1-1/2 cups Jubilee Gluten-Free Baking Mix
1/3 cup cocoa powder
2 tbsp of ground flax combined with 6 tbsp hot water-let sit for 5 minutes
1/3 cup oil
1-1/2 cups mashed bananas, about 4 very ripe bananas (you can substitute with 1-1/2 cups of coconut yogurt but we prefer the bananas).
1/2 cup maple syrup
1 tsp vanilla
1 cup of dairy free chocolate chips
Preheat oven to 350 F and generously grease a 9x9 inch square pan. In a large bowl add 1-1/2 cup of Jubilee Buckwheat Baking Mix. Stir in the cacao powder. In a medium bowl combine the wet ingredients and beat together with a whisk. Stir in the chocolate chips. Pour the wet ingredients into the dry mix. Fold together gently until just combined. Do not over mix. Pour the batter into the pan and bake for 23-25 minutes or until a toothpick inserted into the centre comes out clean.
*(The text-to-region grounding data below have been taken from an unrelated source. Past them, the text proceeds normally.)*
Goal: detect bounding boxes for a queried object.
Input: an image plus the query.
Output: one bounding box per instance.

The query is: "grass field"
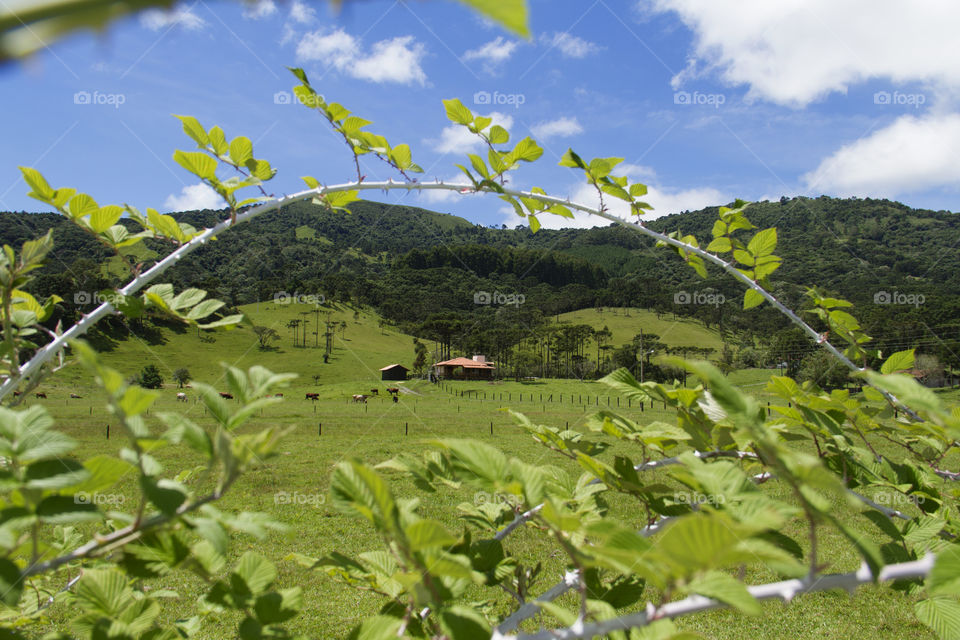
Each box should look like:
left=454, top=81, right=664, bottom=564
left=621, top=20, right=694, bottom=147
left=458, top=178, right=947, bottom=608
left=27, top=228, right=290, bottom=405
left=21, top=305, right=955, bottom=638
left=552, top=307, right=724, bottom=353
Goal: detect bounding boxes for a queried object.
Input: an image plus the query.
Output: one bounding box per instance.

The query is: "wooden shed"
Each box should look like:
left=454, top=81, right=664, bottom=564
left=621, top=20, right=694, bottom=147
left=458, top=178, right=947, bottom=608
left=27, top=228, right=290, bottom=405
left=379, top=364, right=409, bottom=381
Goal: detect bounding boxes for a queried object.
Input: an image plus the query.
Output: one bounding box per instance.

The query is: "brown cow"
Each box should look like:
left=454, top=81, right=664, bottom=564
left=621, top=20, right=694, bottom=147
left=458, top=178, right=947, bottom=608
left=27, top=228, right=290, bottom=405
left=219, top=392, right=233, bottom=400
left=352, top=394, right=368, bottom=404
left=35, top=392, right=46, bottom=399
left=369, top=388, right=379, bottom=395
left=70, top=393, right=82, bottom=399
left=305, top=392, right=320, bottom=401
left=386, top=387, right=400, bottom=396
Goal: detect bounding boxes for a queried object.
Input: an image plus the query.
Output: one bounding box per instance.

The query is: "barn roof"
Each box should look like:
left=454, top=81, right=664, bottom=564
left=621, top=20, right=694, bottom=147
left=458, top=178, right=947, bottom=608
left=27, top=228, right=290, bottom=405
left=434, top=357, right=496, bottom=369
left=379, top=363, right=409, bottom=371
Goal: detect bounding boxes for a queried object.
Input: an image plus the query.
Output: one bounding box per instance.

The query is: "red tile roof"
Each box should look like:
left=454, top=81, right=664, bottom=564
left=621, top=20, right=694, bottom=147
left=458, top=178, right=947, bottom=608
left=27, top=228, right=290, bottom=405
left=434, top=357, right=496, bottom=368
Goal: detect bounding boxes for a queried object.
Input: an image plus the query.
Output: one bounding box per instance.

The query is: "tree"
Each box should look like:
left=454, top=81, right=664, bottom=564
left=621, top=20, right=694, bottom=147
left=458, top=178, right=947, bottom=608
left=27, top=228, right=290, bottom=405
left=172, top=367, right=191, bottom=388
left=253, top=325, right=279, bottom=349
left=137, top=364, right=163, bottom=389
left=412, top=338, right=427, bottom=375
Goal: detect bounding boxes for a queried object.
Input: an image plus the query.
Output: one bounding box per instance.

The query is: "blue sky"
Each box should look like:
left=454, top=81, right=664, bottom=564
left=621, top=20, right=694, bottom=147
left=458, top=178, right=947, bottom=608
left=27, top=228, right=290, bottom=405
left=1, top=0, right=957, bottom=229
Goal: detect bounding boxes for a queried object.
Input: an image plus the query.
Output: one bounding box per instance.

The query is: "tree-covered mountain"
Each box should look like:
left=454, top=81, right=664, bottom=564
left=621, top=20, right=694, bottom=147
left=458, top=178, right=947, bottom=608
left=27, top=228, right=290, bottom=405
left=3, top=194, right=959, bottom=375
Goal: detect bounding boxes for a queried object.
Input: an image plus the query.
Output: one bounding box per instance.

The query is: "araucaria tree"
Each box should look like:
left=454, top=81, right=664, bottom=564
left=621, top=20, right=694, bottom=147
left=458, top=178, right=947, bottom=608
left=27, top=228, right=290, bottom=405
left=0, top=2, right=959, bottom=640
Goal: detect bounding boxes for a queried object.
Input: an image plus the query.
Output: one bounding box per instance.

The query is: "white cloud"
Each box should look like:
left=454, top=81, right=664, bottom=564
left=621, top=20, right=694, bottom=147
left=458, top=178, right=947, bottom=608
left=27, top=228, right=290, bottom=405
left=296, top=29, right=427, bottom=85
left=531, top=117, right=583, bottom=140
left=803, top=113, right=960, bottom=197
left=140, top=7, right=206, bottom=31
left=164, top=184, right=222, bottom=212
left=289, top=0, right=316, bottom=24
left=647, top=0, right=960, bottom=106
left=542, top=32, right=601, bottom=58
left=428, top=112, right=515, bottom=154
left=463, top=36, right=519, bottom=68
left=243, top=0, right=277, bottom=19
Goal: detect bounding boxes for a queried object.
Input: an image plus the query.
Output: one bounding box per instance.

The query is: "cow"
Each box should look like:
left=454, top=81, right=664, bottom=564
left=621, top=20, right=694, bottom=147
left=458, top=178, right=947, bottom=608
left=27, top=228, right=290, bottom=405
left=369, top=388, right=379, bottom=395
left=386, top=387, right=400, bottom=396
left=176, top=392, right=187, bottom=402
left=70, top=393, right=82, bottom=399
left=12, top=391, right=20, bottom=397
left=305, top=392, right=320, bottom=401
left=35, top=392, right=46, bottom=399
left=219, top=392, right=233, bottom=400
left=274, top=393, right=284, bottom=398
left=352, top=394, right=368, bottom=404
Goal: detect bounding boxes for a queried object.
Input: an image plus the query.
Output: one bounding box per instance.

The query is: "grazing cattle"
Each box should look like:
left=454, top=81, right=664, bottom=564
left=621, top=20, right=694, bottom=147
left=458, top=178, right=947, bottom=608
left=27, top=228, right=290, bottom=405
left=369, top=388, right=379, bottom=395
left=70, top=393, right=82, bottom=399
left=35, top=392, right=46, bottom=399
left=392, top=395, right=399, bottom=403
left=12, top=391, right=20, bottom=397
left=352, top=394, right=368, bottom=404
left=305, top=392, right=320, bottom=401
left=176, top=392, right=187, bottom=402
left=219, top=392, right=233, bottom=400
left=386, top=387, right=400, bottom=396
left=274, top=393, right=284, bottom=398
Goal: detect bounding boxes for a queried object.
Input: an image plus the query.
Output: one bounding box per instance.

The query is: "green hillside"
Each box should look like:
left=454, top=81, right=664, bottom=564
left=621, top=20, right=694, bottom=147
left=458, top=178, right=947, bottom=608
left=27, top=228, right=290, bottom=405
left=553, top=306, right=724, bottom=351
left=55, top=302, right=418, bottom=392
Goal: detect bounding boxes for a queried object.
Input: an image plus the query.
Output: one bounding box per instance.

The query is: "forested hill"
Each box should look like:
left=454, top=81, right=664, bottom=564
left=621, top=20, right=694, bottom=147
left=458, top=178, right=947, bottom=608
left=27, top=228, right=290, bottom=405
left=2, top=195, right=959, bottom=351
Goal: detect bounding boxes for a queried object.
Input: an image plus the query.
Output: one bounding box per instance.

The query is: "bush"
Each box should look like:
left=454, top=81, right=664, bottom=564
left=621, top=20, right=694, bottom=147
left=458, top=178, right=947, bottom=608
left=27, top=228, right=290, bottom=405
left=138, top=364, right=164, bottom=389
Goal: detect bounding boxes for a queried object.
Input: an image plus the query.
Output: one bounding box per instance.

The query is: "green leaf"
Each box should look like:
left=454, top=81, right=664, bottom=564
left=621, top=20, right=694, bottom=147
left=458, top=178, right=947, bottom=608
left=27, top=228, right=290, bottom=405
left=254, top=587, right=302, bottom=624
left=25, top=458, right=90, bottom=490
left=390, top=143, right=413, bottom=169
left=930, top=546, right=960, bottom=596
left=19, top=166, right=54, bottom=201
left=347, top=616, right=403, bottom=640
left=140, top=476, right=187, bottom=516
left=0, top=559, right=22, bottom=607
left=916, top=596, right=960, bottom=640
left=406, top=520, right=457, bottom=552
left=439, top=605, right=491, bottom=639
left=174, top=115, right=210, bottom=147
left=74, top=569, right=133, bottom=617
left=456, top=0, right=529, bottom=37
left=443, top=98, right=474, bottom=125
left=488, top=125, right=510, bottom=144
left=747, top=228, right=777, bottom=257
left=229, top=136, right=253, bottom=167
left=173, top=151, right=217, bottom=180
left=35, top=495, right=100, bottom=524
left=89, top=205, right=124, bottom=234
left=743, top=288, right=765, bottom=310
left=234, top=552, right=277, bottom=596
left=689, top=570, right=761, bottom=616
left=881, top=349, right=915, bottom=375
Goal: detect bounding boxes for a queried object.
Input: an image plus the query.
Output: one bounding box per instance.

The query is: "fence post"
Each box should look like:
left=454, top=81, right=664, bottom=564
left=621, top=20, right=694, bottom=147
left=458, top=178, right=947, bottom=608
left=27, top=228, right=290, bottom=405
left=106, top=425, right=109, bottom=439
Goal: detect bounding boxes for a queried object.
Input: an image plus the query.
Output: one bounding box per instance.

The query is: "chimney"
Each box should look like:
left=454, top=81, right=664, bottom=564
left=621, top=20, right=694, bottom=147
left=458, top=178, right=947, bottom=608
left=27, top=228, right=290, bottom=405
left=472, top=355, right=486, bottom=363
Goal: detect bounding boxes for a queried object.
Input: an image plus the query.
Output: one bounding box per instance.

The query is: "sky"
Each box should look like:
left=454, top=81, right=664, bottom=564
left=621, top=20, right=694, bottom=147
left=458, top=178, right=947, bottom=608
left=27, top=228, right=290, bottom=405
left=1, top=0, right=959, bottom=230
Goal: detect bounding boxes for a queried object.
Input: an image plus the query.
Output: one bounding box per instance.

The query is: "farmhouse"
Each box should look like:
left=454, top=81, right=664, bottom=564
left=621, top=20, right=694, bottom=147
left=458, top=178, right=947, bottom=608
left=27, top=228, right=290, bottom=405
left=433, top=355, right=496, bottom=380
left=379, top=363, right=409, bottom=381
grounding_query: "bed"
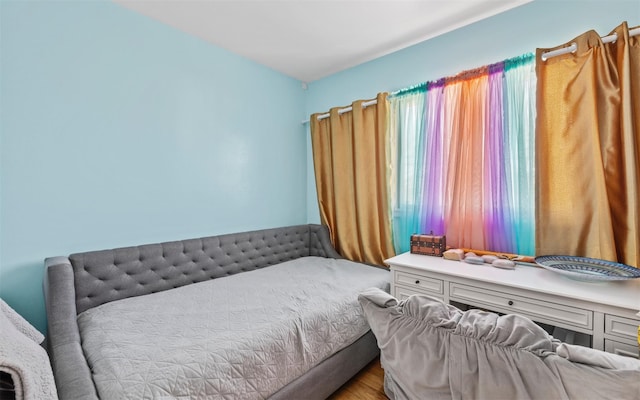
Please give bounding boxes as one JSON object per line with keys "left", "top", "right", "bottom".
{"left": 44, "top": 224, "right": 390, "bottom": 399}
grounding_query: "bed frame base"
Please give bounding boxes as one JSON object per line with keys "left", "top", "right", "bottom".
{"left": 270, "top": 330, "right": 379, "bottom": 400}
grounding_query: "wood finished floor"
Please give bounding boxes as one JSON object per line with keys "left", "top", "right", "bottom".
{"left": 327, "top": 357, "right": 388, "bottom": 400}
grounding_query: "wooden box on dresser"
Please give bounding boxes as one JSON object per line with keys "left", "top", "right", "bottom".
{"left": 386, "top": 252, "right": 640, "bottom": 358}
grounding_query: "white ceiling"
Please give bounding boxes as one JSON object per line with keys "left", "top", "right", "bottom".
{"left": 113, "top": 0, "right": 533, "bottom": 83}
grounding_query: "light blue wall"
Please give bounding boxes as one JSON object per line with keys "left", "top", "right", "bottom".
{"left": 0, "top": 1, "right": 307, "bottom": 332}
{"left": 305, "top": 0, "right": 640, "bottom": 223}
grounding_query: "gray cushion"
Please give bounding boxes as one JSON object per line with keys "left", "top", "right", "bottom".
{"left": 359, "top": 288, "right": 640, "bottom": 400}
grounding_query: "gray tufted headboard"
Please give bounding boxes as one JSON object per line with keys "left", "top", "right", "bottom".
{"left": 43, "top": 224, "right": 341, "bottom": 400}
{"left": 49, "top": 224, "right": 340, "bottom": 315}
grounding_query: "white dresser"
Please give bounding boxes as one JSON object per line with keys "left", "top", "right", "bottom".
{"left": 386, "top": 252, "right": 640, "bottom": 358}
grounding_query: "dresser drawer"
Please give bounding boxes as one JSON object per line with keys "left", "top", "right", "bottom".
{"left": 394, "top": 271, "right": 443, "bottom": 295}
{"left": 605, "top": 339, "right": 639, "bottom": 359}
{"left": 449, "top": 283, "right": 593, "bottom": 330}
{"left": 605, "top": 315, "right": 639, "bottom": 341}
{"left": 395, "top": 285, "right": 444, "bottom": 303}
Cupcake variation- Fill mini muffin cups close to the top. Immediately put the muffin tray into the oven and bake for 5 minutes. After 5 minutes, reduce the temperature to 350 F and continue to bake for 8 more minutes (12-14 more
minutes if making regular sized cupcakes), until an inserted toothpick comes out clean. Remove from the oven. Allow the muffins to cool in the tray for about 5 minutes then remove to a cooling rack.
Optional: Top with our chocolate frosting recipe (dairy/egg free) once cake has cooled.